At this point, for the municipality of Falconara Marittima, a major vision consisted of the conversion of the railways in the municipality around the refinery, with the potential of connecting the city in a new way through green spaces. Another major vision is connecting the coastal zone with the green spaces in the inland. Furthermore, there should be a greater focus on the river Esino and its ecological potential. Lastly, the areas to the east of the airport offer various possibilities for implementing and strengthening green connections between the edges of the municipality and its center.

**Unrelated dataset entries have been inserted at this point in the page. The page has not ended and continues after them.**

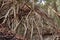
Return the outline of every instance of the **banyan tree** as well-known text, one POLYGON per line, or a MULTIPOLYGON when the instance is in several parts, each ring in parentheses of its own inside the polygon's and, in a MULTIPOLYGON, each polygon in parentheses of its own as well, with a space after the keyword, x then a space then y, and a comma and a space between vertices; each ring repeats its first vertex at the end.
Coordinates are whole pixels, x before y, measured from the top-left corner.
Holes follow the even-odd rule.
POLYGON ((30 4, 0 1, 1 40, 59 40, 60 30, 54 19, 39 6, 30 4))

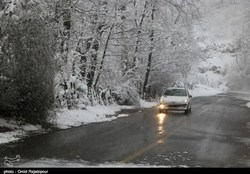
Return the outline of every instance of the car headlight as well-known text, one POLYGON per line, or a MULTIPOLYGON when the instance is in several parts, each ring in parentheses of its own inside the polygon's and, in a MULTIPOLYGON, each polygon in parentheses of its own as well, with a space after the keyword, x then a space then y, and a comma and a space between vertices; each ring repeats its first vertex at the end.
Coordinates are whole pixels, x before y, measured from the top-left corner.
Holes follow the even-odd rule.
POLYGON ((164 106, 163 104, 160 104, 159 108, 160 108, 160 109, 164 109, 165 106, 164 106))

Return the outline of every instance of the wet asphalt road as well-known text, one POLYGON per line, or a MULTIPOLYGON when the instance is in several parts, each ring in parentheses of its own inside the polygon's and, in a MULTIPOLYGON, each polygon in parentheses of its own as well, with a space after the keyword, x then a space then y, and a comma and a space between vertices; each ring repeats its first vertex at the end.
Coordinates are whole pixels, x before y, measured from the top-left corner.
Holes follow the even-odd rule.
POLYGON ((250 167, 250 109, 234 95, 194 98, 188 116, 152 108, 1 145, 0 166, 4 156, 19 154, 17 165, 46 158, 92 165, 250 167))

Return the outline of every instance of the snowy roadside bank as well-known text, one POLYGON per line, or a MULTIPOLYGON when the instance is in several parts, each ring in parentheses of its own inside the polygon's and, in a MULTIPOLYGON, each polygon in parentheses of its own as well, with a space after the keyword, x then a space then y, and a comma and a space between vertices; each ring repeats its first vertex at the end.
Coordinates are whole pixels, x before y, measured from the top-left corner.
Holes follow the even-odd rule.
MULTIPOLYGON (((195 85, 189 92, 193 97, 200 97, 217 95, 223 91, 205 85, 195 85)), ((152 108, 159 104, 159 102, 146 102, 143 100, 140 100, 140 103, 141 108, 152 108)), ((250 107, 250 103, 248 103, 248 107, 250 107)), ((90 123, 112 121, 129 116, 129 114, 122 113, 116 115, 117 112, 124 109, 136 109, 136 107, 113 104, 110 106, 87 106, 85 110, 63 109, 57 112, 54 118, 49 118, 48 122, 52 123, 56 128, 68 129, 90 123)), ((46 133, 46 130, 42 129, 40 125, 25 124, 13 120, 7 121, 0 118, 0 144, 20 140, 32 133, 42 134, 46 133)))
MULTIPOLYGON (((151 108, 156 106, 157 102, 146 102, 141 100, 141 108, 151 108)), ((135 109, 133 106, 88 106, 86 110, 61 110, 54 118, 48 119, 59 129, 68 129, 90 123, 98 123, 104 121, 112 121, 117 118, 127 117, 129 114, 119 114, 114 116, 116 112, 123 109, 135 109)), ((14 120, 6 120, 0 118, 0 145, 12 141, 18 141, 31 134, 46 133, 40 125, 31 125, 14 120)))
POLYGON ((195 85, 193 89, 189 89, 188 91, 193 97, 208 97, 223 93, 222 90, 214 89, 205 85, 195 85))
MULTIPOLYGON (((141 108, 151 108, 158 104, 158 102, 146 102, 141 100, 141 108)), ((129 116, 129 114, 119 114, 115 116, 116 112, 123 109, 135 109, 134 106, 120 106, 113 104, 110 106, 96 105, 87 106, 86 110, 68 110, 59 111, 55 118, 48 120, 50 123, 60 129, 68 129, 90 123, 98 123, 104 121, 112 121, 120 117, 129 116)))
POLYGON ((42 134, 45 130, 40 125, 24 124, 14 120, 0 118, 0 145, 17 141, 30 134, 42 134))

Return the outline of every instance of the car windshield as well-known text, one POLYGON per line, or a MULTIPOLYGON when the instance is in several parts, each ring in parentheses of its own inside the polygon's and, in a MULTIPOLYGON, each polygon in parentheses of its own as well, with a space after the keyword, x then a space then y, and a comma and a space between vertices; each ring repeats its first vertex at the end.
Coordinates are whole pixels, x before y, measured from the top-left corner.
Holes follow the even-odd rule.
POLYGON ((168 89, 165 96, 187 96, 187 92, 184 89, 168 89))

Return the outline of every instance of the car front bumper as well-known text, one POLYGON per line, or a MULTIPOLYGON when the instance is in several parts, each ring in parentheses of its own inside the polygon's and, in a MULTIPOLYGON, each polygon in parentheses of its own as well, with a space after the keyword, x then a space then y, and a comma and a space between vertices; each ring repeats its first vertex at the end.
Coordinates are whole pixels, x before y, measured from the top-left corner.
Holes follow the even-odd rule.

Regarding the limitations of this study, the availability and alignment of local and regional data is critical to building a unified process that collects different data from different sources for a coherent and current state of the elements.

Traditional planning tools, in fact, are not necessarily coordinated with each other and can sometimes provide conflicting indications. The data strongly differs in the scale and accuracy they offered and are not a tool for merging all the information at once.

Also, the integration of the data with site investigation is fundamental for realistic assessment and defining local strategies. It is also necessary to consider that in this specific case study, planning the natural resources is fundamental to rebalance the critical environmental pressure for urban areas, which derives from the presence of infrastructural nodes between the coast and the mouth of the Esino River.

Therefore, the development of the new Green Plan for the Municipality which considers the conservation and management of natural resources represents the central element to contrast the local environmental pressure.

In this sense, the downscaling method described in this work could be replicable in other contexts with different environmental and local needs by adopting a new design approach that is mainly focused on natural resources and values.

To do this, a participatory process that involves citizens and stakeholders in the decision-making process will be fundamental for the management and maintenance of green solutions over time (Jansson & Lindgren, 2012).

Finally, since this analysis was carried out within the Italian planning systems and rules, the replicability must be adapted to other contexts and their specificities.

6 Conclusions

In spatial planning issues, in order to support economic and social development and improve the quality of life of all people, a new paradigm is needed which starts from the evaluation of the strategic role of natural resources.

Therefore, the principles of sustainability need to be transferred into new 'performance-based' planning models, where “standards are based on performance, not land use […] which gives a prospective developer many choices or options, yet sets clear, unequivocal levels of performance” (Kendig, 1980). This approach considers the provision of ecosystem services through the design of green infrastructures as an alternative to the 'zoning' of the traditional land-use plan.

A possible Italian way to shift from traditional models to new spatial planning models more suited to contemporary sustainability issues can be represented by a reconsideration of elements of value that come from the set of territorial and municipal planning tools through a vision based on the supply of ES.

The paper illustrates a methodological procedure for downscaling the selected landscape and ecological value deriving from the mandatory regional and provincial instruments from the spatial to the local and municipal scale, which includes ES in a GI planning.

Since the case study focuses on the Italian planning system, this method offers guidelines for the implementation of GI into land-use plan, developed at a municipal scale. It also contributes to building a starting point for the development of the green master plans at the city scale, a sectoral planning instrument for the development and management of new urban and peri-urban green spaces (Italian ‘green standards’) necessary for the continuity of natural resources, that will improve the quality of land-use plans.